L’épigénome de S. mansoni est en phase d’exploration. La présence de la méthylation de l’ADN est controversée. Elle serait globalement très faible et limitée à une fenêtre développementale très ciblée, mais il semblerait qu’elle joue un rôle au niveau de l’oviposition (Fantappié et al. 2001; Geyer et al. 2013; Raddatz et al. 2013). Les annotations du génome et du transcriptome ont montré une structure très conservée des histones et des enzymes les modifiant (Berriman et al. 2010; Protasio et al. 2012). Sur ce point, mon laboratoire d’accueil a mis au point la technique d’immunoprécipitation de chromatine suivi de séquençage (ChIP-Seq) en ciblant des modifications d’histones, sur miracidia, cercaires et vers adultes (Cosseau et al. 2009; Cosseau & Grunau 2011). Plusieurs études ont

récemment été consacrées à la caractérisation des ARNs non-codants chez S. mansoni. Elles ont dressé un inventaire des micros ARNs (miRNA) chez cet organisme à différents stades de développement (Simões et al. 2011) et identifiant éventuellement leurs cibles (de Souza Gomes et al. 2011). D’autres ont mis en évidence des différences d’expression des miRNA entre mâles et femelles adultes (Marco et al. 2013). On note de nombreuses publications sur ces ARNs non-codants chez S. japonicum (Cai et al. 2013), suggérant leurs rôles dans la maturation sexuelle des femelles chez ce parasite (Sun et al. 2014), leurs cibles possibles (Sun et al. 2014) et révélant leur présence circulante dans l’organisme de l’hôte définitif (Zhu 2015).

Un pan important de l’interaction de compatibilité/incompatibilité avec les hôtes mollusques est sous contrôle épigénétique.

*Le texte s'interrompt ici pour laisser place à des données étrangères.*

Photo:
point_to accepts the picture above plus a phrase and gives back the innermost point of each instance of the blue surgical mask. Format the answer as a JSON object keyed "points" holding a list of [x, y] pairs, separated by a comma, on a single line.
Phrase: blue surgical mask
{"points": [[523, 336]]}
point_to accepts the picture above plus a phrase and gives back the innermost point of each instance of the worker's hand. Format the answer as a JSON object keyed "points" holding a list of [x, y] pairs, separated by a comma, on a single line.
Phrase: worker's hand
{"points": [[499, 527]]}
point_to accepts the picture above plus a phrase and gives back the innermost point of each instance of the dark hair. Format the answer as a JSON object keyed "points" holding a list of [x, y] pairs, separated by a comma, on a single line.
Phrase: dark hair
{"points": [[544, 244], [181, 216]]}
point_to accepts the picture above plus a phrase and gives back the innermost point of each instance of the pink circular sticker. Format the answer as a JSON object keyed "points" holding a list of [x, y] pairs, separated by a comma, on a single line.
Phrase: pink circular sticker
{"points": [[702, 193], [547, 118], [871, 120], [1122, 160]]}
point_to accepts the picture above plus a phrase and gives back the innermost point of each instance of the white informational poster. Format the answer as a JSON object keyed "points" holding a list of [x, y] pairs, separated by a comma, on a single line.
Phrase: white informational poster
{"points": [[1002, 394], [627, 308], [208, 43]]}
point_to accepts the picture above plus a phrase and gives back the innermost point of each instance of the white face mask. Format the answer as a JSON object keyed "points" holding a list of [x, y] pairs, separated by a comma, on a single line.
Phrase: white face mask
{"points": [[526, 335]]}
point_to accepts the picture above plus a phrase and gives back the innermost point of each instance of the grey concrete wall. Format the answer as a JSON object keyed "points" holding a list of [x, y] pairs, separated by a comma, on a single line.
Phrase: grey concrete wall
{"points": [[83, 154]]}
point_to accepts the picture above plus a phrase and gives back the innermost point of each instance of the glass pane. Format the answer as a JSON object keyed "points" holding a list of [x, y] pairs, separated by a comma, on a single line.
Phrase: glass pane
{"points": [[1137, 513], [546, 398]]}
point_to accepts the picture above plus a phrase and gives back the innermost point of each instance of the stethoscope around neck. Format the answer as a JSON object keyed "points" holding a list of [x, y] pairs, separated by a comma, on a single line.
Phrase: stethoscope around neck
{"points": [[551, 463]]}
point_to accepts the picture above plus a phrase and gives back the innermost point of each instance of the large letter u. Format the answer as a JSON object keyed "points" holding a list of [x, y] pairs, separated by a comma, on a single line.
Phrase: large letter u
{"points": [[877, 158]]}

Bien que leur action exacte reste encore à éclaircir, les SmPoMucs (Schistosoma mansoni polymorphic mucins) sont des intermédiaires essentiels au succès d’infection de l’hôte intermédiaire. Cette famille de gènes est exprimée au moment de la pénétration dans le mollusque sous la forme de variants très divers d’un miracidium à un autre (Roger et al. 2008). Des différences génétiques existent entre les promoteurs de ces gènes, mais ne suffisent pas à expliquer la grande diversité d’expression observée. On retrouve par contre des structures chromatiniennes très conservées et héritées de manière non mendéliennes qui peuvent expliquer les différences d’expressions entre individus (Perrin et al. 2013; Fneich 2014). D’autres expériences avec la trichostatine A (TSA), un inhibiteur d’histones déacétylases, permettent d’observer un changement vers une structure euchromatique au niveau des gènes SmPoMucs. Cela se traduit par une forte augmentation de la diversité de l’expression de ces protéines chez les miracidia (contre seulement quelques variants sans l’ajout de TSA) (Cosseau et al. 2010).

L’étude des mécanismes épigénétiques chez S. mansoni vise aussi le développement de nouvelles molécules thérapeutiques (Cabezas-Cruz et al. 2014). Par exemple, l’histone déacétylase 8 du parasite (smHDAC8) est essentielle à la survie des schistosomes. Sa structure étant notablement différente de celle des vertébrés, cela en fait un bon candidat pour des inhibiteurs ciblant le parasite, mais n’ayant pas d’effets sur son hôte (Marek et al. 2013).

I.3.5. Précédentes expériences et résultats

Avant mon arrivée en thèse, l’équipe de Christoph Grunau (laboratoire UMR 5244 IHPE) avait initié plusieurs expériences visant à observer si certains changements de conditions environnementales (écologiquement réalistes) pouvaient induire des phénotypes héritables chez S. mansoni, et leurs liens avec des changements de la structure chromatinienne. Ces travaux visaient à établir des profils de quelques modifications d’histones, à l’échelle du génome, sur plusieurs stades développementaux.